The first code you ever wrote was probably something like:
public class MyFirstClass {
public static void main(String[] args) {
System.out.println("Hello World!");
}
}
Assembly is a little bit more complicated than Java, so it is necessary to cover some basic concepts before you are ready to write to the terminal. The good news is that we are ready to write to the terminal!
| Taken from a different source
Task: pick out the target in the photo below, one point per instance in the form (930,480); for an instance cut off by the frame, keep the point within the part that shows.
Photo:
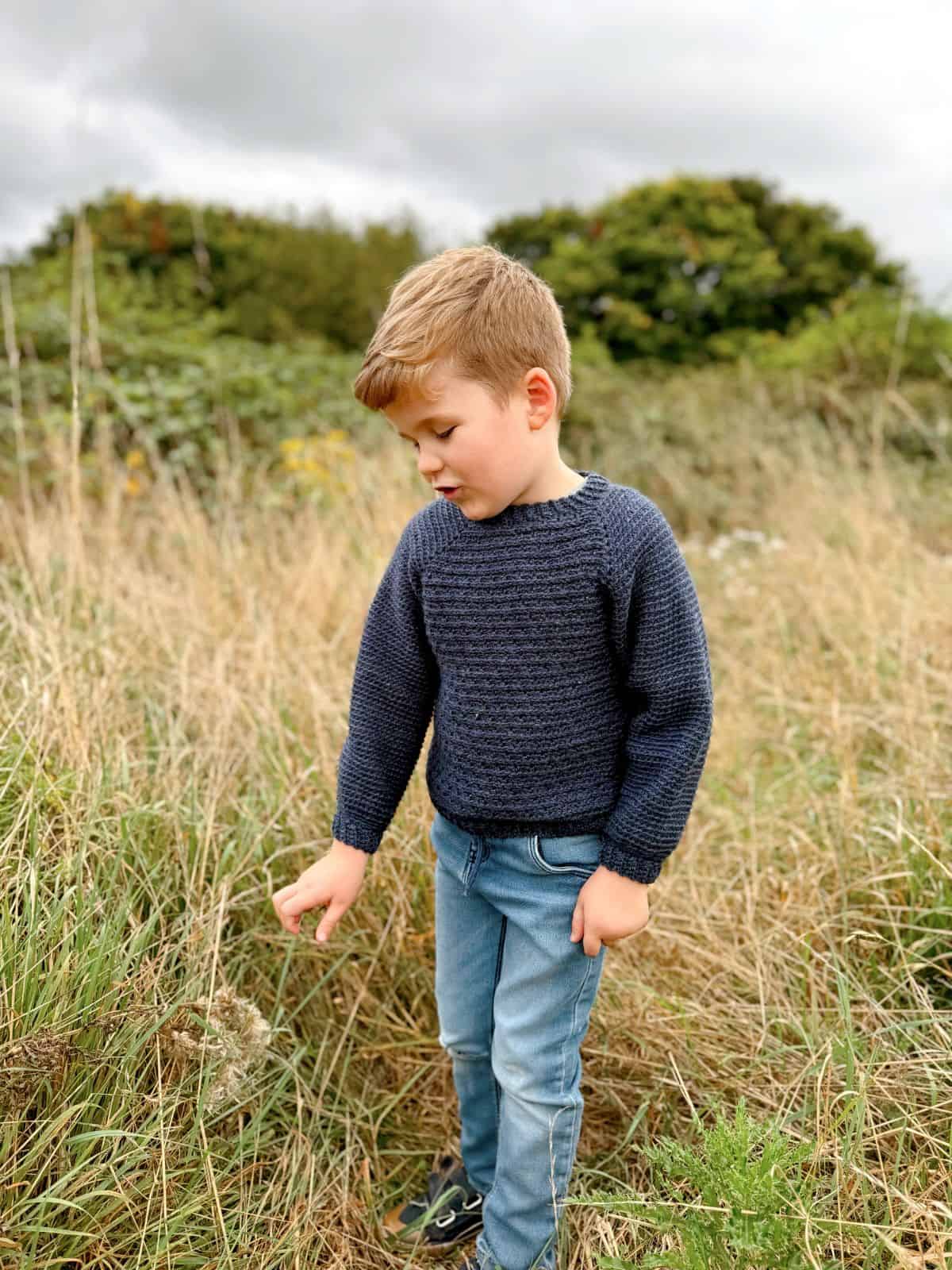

Writing to the terminal works via a system call, just like when we exited with exit code 0. Lets have a look at the code.
.section .data
msg:
.string "Hello world\n"
.section .text
.globl _start
_start:
movq $1, %rax
movq $1, %rdi
movq $msg, %rsi
movq $12, %rdx
syscall
movq $60, %rax
movq $0, %rdi
syscall
We start off with our data section. Our data section is no longer empty. Now, we define a string with the value “Hello world\n”. We give this string the label msg
.
In the text section we define our entry point as before, and we exit with code 0 as before. However we also have the five lines that output our message to the terminal:
movq $1, %rax
movq $1, %rdi
movq $msg, %rsi
movq $12, %rdx
syscall
Before transferring control to the linux kernel we have to move four values into registers. First we have to put 1 in the rax
register and 1 in the rdi
register. Don’t worry, the significance of these two values will be explained later! We put the address of the data we would like to write in the rsi
register. In this case, we can reference the address of the data we would like to write with the label msg
. Finally, in the rdx
register we put the number of bytes we would like to write. This is asci, so each character is one byte, so our string is 12 bytes long, including the newline character.
If you put this code in a film named helloworld.s
and execute
as helloworld.s -o helloworld.o
ld helloworld.o -o helloworld
This will create a binary in the same directory named helloworld. When you run this binary you should see “Hello world” printed to the terminal!